Nel caso esaminato dalla Cassazione, una collaboratrice domestica aveva agito in giudizio, evidenziando che il proprio rapporto di lavoro era iniziato in una data antecedente rispetto alla formale stipula del contratto di lavoro.
Di conseguenza, la domestica aveva chiesto che il giudice accertasse tale circostanza e condannasse la datrice di lavoro al pagamento delle relative differenze retributive.
Il Tribunale di Roma, pronunciatosi in primo grado, aveva rigettato la domanda proposta dalla collaboratrice domestica e la sentenza era stata confermata dalla Corte d’appello.
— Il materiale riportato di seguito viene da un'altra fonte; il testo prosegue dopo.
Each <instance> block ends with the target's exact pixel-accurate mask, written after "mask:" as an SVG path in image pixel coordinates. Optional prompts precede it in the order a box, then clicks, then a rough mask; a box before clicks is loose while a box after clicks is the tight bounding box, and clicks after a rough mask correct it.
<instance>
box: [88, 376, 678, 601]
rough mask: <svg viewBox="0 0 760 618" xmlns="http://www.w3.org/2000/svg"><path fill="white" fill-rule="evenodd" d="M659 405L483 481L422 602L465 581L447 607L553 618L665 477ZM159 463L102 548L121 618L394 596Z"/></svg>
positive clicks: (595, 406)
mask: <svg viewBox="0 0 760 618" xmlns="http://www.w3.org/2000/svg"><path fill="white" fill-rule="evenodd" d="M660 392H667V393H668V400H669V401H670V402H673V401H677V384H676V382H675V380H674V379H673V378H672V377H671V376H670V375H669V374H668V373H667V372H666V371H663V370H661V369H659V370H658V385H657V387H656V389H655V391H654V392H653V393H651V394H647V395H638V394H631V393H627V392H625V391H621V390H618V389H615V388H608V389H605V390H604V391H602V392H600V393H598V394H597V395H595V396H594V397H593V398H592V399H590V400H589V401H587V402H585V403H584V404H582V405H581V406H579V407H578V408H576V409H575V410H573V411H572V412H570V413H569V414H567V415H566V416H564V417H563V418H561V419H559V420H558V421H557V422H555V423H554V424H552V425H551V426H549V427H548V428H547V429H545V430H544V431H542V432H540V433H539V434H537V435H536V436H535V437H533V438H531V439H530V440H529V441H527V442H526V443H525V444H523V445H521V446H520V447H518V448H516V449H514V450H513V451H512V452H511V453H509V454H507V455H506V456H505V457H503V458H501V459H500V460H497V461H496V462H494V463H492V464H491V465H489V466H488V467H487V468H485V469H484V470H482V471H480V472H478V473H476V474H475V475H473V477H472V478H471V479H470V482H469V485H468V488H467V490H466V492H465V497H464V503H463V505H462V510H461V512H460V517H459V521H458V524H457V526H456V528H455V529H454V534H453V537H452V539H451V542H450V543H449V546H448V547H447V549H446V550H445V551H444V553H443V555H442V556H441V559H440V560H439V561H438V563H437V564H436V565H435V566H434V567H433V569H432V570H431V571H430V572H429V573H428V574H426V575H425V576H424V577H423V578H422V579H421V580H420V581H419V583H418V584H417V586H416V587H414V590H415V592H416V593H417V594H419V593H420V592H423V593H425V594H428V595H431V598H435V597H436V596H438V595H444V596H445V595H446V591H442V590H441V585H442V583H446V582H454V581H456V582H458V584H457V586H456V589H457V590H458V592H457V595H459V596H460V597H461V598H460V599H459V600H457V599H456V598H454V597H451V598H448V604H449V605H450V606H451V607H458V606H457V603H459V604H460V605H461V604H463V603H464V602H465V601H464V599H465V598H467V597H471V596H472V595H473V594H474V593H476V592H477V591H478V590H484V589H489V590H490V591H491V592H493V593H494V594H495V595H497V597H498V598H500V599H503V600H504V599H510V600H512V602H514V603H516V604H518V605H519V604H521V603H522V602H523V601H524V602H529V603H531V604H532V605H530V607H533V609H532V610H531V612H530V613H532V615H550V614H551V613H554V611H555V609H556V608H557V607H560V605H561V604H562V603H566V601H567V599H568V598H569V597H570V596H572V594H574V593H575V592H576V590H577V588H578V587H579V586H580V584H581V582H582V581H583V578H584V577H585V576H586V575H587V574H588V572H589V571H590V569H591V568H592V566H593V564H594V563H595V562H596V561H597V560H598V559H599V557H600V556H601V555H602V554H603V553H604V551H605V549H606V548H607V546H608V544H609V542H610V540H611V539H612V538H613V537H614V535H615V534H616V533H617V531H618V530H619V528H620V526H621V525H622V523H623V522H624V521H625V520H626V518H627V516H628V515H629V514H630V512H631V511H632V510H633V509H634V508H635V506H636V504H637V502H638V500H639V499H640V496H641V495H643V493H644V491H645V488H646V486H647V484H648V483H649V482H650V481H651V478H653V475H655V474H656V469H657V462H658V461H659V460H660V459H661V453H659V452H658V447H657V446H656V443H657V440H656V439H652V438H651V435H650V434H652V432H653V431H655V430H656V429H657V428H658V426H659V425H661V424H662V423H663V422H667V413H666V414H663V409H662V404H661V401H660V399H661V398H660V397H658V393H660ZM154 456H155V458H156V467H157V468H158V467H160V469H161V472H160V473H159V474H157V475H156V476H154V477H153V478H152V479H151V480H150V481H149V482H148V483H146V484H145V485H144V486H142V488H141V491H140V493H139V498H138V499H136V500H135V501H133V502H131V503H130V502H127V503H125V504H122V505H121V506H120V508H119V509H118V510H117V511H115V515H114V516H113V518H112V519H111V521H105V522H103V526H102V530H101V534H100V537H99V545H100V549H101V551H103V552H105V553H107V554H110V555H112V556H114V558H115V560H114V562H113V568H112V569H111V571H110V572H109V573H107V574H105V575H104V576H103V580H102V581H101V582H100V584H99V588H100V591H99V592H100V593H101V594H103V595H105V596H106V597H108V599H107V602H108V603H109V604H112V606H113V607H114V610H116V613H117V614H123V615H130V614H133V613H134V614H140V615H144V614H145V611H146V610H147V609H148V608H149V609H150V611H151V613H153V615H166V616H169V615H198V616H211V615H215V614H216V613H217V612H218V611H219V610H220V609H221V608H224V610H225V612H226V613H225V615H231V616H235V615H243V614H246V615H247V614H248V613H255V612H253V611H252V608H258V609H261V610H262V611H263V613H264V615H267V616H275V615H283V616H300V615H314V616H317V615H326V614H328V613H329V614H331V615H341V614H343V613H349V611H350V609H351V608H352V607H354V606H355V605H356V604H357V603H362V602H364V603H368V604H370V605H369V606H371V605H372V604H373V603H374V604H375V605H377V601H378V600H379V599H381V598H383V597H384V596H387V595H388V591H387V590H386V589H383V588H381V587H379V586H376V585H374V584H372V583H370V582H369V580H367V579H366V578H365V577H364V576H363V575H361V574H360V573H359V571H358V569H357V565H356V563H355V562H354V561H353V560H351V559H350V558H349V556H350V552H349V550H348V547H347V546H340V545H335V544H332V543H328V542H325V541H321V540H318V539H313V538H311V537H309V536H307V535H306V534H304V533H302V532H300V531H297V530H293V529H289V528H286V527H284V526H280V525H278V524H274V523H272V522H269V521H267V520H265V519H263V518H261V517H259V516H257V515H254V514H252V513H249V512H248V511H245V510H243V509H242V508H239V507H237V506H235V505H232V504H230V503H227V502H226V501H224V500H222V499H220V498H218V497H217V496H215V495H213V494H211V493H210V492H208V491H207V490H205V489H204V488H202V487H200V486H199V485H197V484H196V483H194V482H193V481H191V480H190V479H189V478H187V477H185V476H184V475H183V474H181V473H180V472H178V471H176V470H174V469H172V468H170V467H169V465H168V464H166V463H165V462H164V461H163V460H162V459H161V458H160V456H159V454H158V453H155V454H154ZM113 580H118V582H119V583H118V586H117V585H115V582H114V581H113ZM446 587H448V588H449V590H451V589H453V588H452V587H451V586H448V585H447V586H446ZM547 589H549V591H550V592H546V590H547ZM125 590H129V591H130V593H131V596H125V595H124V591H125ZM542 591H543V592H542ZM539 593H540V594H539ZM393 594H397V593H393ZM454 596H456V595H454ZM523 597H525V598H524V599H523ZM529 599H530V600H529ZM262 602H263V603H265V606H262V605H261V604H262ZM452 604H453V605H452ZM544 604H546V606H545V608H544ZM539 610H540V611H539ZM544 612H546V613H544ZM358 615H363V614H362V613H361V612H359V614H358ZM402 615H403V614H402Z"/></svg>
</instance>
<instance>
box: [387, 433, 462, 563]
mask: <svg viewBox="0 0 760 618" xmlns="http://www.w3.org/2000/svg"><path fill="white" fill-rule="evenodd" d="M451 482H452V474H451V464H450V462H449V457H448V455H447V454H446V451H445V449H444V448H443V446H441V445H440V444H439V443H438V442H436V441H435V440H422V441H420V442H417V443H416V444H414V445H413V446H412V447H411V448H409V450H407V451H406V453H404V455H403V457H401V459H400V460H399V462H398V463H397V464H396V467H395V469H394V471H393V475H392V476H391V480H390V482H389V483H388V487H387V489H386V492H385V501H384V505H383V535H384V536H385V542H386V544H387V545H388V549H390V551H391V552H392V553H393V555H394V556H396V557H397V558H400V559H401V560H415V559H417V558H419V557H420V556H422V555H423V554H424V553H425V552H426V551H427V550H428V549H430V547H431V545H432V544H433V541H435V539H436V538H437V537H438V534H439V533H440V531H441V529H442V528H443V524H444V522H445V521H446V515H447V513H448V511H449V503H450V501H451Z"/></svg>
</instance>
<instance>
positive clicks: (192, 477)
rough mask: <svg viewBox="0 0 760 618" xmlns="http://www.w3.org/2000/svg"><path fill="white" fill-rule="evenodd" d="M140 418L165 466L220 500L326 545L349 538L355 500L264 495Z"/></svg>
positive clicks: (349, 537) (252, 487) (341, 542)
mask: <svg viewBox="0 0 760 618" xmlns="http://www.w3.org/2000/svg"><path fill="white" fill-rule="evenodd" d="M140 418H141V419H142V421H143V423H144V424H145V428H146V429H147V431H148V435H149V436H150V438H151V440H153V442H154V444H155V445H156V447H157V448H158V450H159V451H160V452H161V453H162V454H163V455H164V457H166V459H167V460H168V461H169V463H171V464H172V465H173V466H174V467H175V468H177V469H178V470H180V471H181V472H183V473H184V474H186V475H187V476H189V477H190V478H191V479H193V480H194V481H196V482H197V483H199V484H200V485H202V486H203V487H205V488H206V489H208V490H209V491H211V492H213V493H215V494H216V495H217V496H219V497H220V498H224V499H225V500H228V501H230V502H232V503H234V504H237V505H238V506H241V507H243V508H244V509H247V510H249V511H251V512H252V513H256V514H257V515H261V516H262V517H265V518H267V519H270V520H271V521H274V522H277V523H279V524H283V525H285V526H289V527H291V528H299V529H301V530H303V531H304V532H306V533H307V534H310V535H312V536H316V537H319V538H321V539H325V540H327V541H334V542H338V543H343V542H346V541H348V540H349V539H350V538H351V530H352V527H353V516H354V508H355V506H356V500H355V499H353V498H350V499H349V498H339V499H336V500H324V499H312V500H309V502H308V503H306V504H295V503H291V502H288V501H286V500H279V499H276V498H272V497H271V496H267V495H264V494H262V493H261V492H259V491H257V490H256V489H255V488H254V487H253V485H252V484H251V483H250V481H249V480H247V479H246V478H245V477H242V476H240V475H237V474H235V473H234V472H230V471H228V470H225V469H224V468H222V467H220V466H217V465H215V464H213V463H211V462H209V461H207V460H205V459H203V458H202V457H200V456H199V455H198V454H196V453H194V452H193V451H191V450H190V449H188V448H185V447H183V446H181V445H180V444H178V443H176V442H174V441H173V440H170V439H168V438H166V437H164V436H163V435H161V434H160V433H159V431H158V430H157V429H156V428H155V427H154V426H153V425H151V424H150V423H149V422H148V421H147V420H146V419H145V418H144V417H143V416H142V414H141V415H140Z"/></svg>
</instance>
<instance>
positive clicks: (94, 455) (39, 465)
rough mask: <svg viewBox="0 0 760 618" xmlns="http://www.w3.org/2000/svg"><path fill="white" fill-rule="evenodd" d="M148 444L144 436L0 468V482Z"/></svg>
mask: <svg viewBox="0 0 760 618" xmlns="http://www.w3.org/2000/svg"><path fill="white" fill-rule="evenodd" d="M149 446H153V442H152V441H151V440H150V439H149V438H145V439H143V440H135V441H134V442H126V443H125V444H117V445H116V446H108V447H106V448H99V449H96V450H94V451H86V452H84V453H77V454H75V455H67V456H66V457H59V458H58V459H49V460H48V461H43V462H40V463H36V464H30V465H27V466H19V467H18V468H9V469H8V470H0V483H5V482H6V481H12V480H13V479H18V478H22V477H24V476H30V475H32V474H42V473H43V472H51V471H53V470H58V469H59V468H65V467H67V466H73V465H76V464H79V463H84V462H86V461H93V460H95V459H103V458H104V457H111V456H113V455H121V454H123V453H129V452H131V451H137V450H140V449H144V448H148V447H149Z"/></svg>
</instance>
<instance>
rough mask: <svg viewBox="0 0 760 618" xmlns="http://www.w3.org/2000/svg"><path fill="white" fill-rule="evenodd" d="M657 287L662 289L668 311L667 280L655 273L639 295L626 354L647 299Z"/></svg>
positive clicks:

La Corte d’appello, in particolare, era giunta alla decisione di rigettare la domanda della domestica, in quanto aveva ritenuto che la stessa non avesse adeguatamente provato l’inizio anticipato del rapporto di lavoro rispetto alla formale assunzione.
Ritenendo la decisione ingiusta, la domestica aveva deciso di rivolgersi alla Corte di Cassazione, nella speranza di ottenere l’annullamento della sentenza sfavorevole.
Nemmeno la Corte di Cassazione, tuttavia, riteneva di poter dar ragione alla domestica, rigettando il relativo ricorso, in quanto infondato.
Evidenziava la Cassazione, infatti, che la Corte d’appello aveva adeguatamente motivato la propria decisione, basando la stessa sulle dichiarazioni rese dai testimoni sentiti in corso di causa, nonché sulla circostanza che, nel periodo rivendicato dalla domestica, la datrice di lavoro aveva in essere un rapporto di lavoro con un’altra collaboratrice.
Pertanto, secondo la Cassazione, poiché la ricorrente non aveva fornito sufficienti elementi probatori a sostegno della propria domanda, la stessa non poteva essere accolta. Al fine dell’accoglimento, infatti, era necessario che la domestica fornisse dei precisi elementi dai quali fosse possibile desumere che, effettivamente, aveva cominciato a lavorare prima della data indicata nel contratto di assunzione.
Alla luce di tali considerazioni, la Corte di Cassazione rigettava il ricorso proposto dalla domestica, confermando integralmente la sentenza resa dalla Corte d’appello e condannando la ricorrente anche al pagamento delle spese processuali.